Correspondence from Mr Edward Vaizey MP,
Minister for Digital Economy (BIG0089)
Big data dilemma inquiry: criminal penalties
As you will be aware, there have been massive advances in digital technology since the DPA came into force nearly 20 years ago. The original intention of section 55 was to address the problem of third parties obtaining personal data by deception and most prosecutions under this provision have dealt with these types of offences. It is unlikely that it was intended for the purposes of dealing with the de-anonymisation, which was not thought to be a major issue at the time. The Government recognises that the sanctions available for the misuse of data must, where possible, keep pace with the advances in technology and that there are appropriate safeguards and deterrents to meet the challenges presented by the increased use of big data.
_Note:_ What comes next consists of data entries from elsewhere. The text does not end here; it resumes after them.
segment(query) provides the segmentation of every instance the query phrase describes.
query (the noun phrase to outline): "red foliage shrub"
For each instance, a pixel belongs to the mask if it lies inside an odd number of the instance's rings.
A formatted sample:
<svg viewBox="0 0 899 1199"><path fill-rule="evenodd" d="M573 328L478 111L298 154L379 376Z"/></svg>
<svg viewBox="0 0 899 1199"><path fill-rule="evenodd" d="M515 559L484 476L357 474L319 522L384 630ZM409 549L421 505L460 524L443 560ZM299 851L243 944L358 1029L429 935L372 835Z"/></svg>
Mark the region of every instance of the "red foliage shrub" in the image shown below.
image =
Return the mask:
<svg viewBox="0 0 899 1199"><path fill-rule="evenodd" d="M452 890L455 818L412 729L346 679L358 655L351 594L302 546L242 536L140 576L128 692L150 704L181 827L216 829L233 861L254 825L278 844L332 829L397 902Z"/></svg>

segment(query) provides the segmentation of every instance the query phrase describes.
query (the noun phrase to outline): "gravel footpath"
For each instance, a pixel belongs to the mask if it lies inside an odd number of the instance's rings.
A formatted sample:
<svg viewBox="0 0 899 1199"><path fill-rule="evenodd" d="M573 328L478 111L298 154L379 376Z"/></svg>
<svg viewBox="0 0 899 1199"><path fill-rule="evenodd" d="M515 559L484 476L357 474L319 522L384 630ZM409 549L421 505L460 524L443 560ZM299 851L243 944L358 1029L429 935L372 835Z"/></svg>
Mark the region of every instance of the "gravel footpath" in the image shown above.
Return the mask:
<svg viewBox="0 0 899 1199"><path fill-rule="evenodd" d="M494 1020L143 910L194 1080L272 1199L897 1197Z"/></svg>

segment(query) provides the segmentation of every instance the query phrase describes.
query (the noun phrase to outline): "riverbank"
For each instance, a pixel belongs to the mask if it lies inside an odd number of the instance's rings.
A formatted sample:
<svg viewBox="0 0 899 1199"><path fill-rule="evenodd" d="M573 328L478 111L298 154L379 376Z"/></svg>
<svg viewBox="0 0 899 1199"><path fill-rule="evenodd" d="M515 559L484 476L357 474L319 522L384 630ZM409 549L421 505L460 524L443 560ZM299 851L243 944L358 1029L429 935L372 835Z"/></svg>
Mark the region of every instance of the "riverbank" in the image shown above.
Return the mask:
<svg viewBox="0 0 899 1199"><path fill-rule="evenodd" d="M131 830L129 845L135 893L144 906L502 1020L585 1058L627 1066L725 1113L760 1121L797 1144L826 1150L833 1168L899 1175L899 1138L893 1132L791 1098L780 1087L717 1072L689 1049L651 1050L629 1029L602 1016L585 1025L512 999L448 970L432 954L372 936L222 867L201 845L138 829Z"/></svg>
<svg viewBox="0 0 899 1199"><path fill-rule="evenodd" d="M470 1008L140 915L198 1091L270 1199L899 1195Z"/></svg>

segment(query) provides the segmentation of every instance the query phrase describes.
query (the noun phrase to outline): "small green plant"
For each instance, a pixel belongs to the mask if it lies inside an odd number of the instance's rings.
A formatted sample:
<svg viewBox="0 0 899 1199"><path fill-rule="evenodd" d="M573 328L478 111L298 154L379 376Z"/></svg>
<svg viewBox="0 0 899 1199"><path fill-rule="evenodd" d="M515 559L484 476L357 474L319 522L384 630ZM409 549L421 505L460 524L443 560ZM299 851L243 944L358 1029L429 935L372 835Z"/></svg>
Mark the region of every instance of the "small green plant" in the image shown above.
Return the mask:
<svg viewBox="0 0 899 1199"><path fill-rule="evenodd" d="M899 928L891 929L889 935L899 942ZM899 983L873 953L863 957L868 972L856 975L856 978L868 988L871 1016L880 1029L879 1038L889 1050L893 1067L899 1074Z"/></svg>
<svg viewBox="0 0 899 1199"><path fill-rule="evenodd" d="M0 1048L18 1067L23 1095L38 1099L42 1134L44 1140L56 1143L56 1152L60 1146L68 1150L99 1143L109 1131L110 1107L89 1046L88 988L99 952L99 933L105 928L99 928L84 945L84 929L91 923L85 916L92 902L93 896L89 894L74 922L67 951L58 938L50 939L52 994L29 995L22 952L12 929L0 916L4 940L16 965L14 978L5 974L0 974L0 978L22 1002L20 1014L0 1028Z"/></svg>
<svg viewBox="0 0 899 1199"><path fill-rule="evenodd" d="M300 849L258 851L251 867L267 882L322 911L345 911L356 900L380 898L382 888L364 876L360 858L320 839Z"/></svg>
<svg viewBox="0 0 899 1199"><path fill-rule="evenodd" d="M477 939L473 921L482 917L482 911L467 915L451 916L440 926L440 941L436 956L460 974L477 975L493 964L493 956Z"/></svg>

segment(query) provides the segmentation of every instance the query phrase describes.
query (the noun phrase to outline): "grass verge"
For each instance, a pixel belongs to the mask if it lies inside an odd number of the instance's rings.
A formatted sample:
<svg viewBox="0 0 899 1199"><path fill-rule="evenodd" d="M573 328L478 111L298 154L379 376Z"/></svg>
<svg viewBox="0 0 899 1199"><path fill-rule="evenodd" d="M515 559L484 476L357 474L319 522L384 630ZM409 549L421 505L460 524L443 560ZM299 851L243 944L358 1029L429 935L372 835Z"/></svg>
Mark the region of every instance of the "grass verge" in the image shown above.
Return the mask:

Other measures, such as transparency of processing, raising the public’s awareness of how their personal data may be used, and the adoption of robust measures by organisations to mitigate the risks of re-identification, are also important. The Information Commissioner’s Office provides advice and guidance to organisations on the issue of anonymisation, including in their code of practice, ‘Anonymisation: managing data protection risk’.
The forthcoming General Data Protection Regulation (GDPR) will give us an opportunity to stress test the existing sanctions available in relation to the misuse of personal data to make sure they are fit for purpose for the digital age. In particular, we will review current penalties for data protection breaches and aim for sanctions that act as effective deterrents against the misuse of personal data in all contexts.